BPBD Samarinda juga mengimbau agar pembangunan di wilayah yang rawan angin kencang dilakukan dengan konstruksi yang lebih kuat dan kokoh. Langkah ini dinilai penting untuk mencegah terulangnya insiden serupa serta mengurangi risiko kerusakan bangunan akibat faktor cuaca.
Hingga berita ini diturunkan, pihak pengelola Cafe Panorama belum memberikan keterangan resmi terkait kerugian maupun rencana perbaikan pasca insiden. Pemerintah Kota Samarinda melalui BPBD memastikan akan terus memantau kondisi dan memberikan peringatan dini kepada masyarakat terkait cuaca yang semakin sulit diprediksi.
Peristiwa runtuhnya atap Cafe Panorama ini sekaligus menjadi pengingat penting bagi warga Samarinda bahwa cuaca ekstrem dapat berdampak langsung pada keselamatan dan infrastruktur. Kesiapan masyarakat serta ketahanan bangunan perlu ditingkatkan agar risiko kerugian di masa depan bisa diminimalisir.
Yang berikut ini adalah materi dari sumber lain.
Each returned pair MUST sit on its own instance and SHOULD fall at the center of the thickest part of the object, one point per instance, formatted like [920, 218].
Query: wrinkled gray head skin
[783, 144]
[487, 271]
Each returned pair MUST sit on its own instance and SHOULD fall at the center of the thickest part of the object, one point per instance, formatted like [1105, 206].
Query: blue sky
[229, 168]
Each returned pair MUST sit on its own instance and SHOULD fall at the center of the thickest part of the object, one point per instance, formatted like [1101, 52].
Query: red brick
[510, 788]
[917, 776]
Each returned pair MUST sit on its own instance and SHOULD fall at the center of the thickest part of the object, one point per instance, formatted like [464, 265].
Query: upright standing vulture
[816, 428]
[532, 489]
Ke depan, diharapkan pihak pengelola usaha, termasuk sektor kuliner seperti Cafe Panorama, dapat memperhatikan standar keamanan bangunan. Dengan konstruksi yang lebih kokoh, pelayanan terhadap pengunjung tetap bisa berjalan tanpa gangguan, meskipun menghadapi tantangan cuaca ekstrem yang tidak menentu. (*)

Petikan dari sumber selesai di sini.